È stato finalmente presentato alla Camera il Ddl sulla riforma della scuola, la prossima settimana inizierà l’iter parlamentare di approvazione. Seppure rimangono molte delle perplessità già suscitate dal precedente testo, quello approvato dal cdm del 12 marzo, sono state apportate, grazie ad una maggiore precisione linguistica, modifiche non di poco conto, che permettono oggi di ricostruire in modo più preciso e organico quanto avverrà nelle scuole secondarie superiori con l’introduzione delle cosiddette nuove materie scolastiche e dell’organico dell’autonomia.
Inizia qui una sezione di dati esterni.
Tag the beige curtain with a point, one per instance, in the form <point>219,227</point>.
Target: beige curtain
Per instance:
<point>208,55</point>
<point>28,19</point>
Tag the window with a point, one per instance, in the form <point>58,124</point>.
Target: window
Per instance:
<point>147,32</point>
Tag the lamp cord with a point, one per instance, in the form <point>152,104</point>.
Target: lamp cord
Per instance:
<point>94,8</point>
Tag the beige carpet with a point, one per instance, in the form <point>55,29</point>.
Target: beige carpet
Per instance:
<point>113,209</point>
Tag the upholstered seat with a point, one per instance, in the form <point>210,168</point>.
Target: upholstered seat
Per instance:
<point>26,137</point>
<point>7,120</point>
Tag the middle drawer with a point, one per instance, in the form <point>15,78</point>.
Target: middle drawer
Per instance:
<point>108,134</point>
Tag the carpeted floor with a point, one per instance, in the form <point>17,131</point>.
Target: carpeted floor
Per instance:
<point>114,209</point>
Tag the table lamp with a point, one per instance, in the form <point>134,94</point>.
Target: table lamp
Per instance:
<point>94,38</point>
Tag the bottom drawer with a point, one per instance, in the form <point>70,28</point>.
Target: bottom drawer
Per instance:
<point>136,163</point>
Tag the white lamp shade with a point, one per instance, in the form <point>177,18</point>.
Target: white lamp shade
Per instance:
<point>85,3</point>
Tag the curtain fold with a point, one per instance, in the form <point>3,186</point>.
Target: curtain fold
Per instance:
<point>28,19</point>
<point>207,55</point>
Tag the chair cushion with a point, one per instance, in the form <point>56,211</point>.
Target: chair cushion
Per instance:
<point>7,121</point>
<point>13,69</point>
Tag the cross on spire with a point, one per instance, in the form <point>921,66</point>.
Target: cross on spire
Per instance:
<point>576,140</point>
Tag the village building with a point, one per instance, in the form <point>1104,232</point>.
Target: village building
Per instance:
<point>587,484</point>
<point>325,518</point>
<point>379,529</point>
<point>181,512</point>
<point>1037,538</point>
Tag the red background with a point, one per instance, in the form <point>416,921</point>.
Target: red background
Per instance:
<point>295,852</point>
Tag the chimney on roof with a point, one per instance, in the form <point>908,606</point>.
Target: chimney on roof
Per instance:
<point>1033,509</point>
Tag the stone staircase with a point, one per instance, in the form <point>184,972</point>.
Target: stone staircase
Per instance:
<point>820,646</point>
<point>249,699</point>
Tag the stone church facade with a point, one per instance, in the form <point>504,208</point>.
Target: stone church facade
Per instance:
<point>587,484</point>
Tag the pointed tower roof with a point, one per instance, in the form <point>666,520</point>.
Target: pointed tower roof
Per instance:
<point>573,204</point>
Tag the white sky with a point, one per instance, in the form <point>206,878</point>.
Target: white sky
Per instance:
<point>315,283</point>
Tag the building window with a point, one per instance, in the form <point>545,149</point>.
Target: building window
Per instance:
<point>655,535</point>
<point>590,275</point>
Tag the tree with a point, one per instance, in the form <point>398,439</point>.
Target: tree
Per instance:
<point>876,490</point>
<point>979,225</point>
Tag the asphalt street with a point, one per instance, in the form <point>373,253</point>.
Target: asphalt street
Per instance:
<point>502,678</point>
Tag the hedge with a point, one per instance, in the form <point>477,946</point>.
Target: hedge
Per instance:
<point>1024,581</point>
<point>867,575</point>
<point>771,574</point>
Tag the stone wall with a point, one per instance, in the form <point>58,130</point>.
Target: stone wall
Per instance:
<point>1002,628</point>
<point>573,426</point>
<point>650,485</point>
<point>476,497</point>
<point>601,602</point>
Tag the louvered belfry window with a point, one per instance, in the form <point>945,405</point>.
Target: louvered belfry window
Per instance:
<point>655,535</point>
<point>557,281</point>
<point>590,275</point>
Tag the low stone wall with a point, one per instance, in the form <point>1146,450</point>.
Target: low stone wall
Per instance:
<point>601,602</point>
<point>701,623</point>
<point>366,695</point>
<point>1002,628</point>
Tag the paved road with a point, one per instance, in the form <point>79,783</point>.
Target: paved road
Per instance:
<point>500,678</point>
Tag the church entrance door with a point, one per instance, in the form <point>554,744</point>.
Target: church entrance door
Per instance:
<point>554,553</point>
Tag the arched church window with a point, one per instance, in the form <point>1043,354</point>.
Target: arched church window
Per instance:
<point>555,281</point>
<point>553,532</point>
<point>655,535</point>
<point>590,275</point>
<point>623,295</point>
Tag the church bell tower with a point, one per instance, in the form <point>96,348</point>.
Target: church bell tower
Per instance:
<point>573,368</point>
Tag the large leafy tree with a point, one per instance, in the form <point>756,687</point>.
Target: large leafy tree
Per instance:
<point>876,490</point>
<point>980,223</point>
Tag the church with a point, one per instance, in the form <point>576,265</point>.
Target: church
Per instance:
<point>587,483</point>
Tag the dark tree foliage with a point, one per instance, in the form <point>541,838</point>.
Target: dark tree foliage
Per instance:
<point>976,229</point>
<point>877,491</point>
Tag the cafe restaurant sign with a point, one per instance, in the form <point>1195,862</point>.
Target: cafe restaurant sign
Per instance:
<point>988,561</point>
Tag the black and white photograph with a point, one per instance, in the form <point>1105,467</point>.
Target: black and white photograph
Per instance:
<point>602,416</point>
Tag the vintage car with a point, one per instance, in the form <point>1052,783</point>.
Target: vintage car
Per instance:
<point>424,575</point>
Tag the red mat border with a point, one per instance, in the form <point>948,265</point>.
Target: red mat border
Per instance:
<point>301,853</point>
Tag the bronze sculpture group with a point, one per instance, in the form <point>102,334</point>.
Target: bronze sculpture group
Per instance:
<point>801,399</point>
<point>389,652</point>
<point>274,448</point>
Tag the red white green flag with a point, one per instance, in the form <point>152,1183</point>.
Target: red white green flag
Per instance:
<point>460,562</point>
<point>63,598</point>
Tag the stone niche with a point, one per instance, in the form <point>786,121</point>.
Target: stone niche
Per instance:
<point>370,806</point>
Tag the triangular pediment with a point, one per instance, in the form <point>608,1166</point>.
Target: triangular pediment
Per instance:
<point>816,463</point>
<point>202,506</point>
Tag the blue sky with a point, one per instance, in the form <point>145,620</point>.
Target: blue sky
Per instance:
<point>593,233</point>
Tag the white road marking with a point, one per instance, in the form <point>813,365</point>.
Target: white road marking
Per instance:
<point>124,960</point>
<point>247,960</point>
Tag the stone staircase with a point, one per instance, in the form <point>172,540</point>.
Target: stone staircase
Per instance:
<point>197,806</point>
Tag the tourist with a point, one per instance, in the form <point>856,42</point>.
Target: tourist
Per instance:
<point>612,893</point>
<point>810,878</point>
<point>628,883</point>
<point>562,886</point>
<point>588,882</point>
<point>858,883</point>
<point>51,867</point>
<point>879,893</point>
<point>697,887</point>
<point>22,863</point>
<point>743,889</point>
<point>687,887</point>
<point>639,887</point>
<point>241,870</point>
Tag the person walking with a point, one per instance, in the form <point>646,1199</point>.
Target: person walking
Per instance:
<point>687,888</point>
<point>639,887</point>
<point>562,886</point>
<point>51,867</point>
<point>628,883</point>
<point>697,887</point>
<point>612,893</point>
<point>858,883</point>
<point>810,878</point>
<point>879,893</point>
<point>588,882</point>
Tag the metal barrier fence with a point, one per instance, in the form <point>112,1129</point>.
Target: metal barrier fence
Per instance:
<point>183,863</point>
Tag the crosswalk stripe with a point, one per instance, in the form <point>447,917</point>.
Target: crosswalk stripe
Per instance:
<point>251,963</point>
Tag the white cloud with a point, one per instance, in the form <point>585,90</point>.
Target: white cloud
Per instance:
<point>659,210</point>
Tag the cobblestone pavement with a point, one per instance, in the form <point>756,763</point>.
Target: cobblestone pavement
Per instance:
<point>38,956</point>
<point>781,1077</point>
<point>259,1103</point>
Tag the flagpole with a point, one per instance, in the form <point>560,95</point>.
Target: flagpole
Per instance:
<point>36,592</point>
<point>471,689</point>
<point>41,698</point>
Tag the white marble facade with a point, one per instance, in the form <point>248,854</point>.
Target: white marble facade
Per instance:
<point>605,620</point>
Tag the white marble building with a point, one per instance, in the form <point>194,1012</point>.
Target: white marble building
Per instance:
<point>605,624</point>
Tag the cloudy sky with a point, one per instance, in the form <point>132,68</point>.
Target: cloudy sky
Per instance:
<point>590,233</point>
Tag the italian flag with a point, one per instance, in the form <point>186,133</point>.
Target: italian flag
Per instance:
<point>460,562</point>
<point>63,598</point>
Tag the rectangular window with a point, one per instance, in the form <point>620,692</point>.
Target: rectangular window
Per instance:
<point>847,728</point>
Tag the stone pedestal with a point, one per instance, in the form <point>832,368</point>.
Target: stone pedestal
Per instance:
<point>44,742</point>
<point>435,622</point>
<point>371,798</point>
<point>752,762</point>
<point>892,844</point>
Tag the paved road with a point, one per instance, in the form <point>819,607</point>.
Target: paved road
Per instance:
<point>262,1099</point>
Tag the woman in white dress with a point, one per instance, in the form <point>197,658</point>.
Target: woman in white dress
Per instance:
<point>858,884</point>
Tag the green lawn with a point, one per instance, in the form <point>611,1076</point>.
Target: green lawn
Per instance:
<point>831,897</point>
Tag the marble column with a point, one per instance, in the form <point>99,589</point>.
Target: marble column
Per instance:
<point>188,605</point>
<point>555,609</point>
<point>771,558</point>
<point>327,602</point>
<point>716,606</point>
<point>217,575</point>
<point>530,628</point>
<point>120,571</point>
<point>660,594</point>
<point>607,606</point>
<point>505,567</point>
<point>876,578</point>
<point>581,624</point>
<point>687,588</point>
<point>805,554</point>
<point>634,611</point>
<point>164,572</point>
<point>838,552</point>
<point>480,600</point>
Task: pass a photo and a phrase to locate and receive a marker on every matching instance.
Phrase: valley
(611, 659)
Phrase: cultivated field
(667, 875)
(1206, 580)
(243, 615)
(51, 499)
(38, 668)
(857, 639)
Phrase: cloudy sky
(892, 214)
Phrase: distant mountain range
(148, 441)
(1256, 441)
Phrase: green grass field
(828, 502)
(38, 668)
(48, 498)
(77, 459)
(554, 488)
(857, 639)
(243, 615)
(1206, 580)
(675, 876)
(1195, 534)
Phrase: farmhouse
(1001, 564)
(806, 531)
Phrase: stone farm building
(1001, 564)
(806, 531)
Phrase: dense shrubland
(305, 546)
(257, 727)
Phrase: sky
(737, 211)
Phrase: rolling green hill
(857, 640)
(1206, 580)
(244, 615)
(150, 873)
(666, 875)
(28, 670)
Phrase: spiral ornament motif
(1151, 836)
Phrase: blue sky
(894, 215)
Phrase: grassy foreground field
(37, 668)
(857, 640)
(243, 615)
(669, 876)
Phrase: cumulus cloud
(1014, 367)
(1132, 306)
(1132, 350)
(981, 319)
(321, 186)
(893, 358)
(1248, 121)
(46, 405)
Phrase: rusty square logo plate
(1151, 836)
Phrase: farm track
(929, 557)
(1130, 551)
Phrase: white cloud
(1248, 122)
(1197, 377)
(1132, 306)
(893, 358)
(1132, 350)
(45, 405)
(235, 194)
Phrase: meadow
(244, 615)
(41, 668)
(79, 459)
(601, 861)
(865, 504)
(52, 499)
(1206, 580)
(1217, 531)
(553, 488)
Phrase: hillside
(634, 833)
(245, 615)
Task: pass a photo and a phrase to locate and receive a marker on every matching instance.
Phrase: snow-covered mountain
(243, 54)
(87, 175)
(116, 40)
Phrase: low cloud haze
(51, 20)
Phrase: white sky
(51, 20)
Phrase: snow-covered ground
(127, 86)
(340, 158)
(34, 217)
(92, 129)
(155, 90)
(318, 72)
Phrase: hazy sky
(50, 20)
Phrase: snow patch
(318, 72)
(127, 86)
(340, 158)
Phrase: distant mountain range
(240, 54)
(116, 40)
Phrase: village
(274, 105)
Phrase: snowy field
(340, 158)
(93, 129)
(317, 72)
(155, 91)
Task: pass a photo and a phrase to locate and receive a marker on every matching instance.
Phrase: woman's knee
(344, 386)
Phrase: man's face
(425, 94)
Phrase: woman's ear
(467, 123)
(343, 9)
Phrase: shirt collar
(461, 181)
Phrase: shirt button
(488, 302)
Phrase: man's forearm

I punti nodali si desumono da una lettura congiunta degli articoli 2 e 3 dell’ormai definitivo disegno di legge.
L’articolo 2, comma 3, in sostanza dà alle istituzioni scolastiche il potere di definire l’organico dell’autonomia sia in relazione all’offerta formativa che intendono realizzare, cioè in relazione agli insegnamenti curricolari con le eventuali modifiche dettate dalla quota di autonomia e dagli spazi di flessibilità, sia in riferimento al potenziamento della medesima offerta formativa e delle attività progettuali. E mentre il primo potere è ovviamente vincolato al rispetto del monte orario degli insegnamenti, il secondo esula da questo limite e pare finalizzato al raggiungimento di una serie di obiettivi che vanno dalla lettera a) alla lettera q), tra cui il necessario potenziamento di alcune materie come arte, musica, diritto, economia, educazione motoria e altre ancora.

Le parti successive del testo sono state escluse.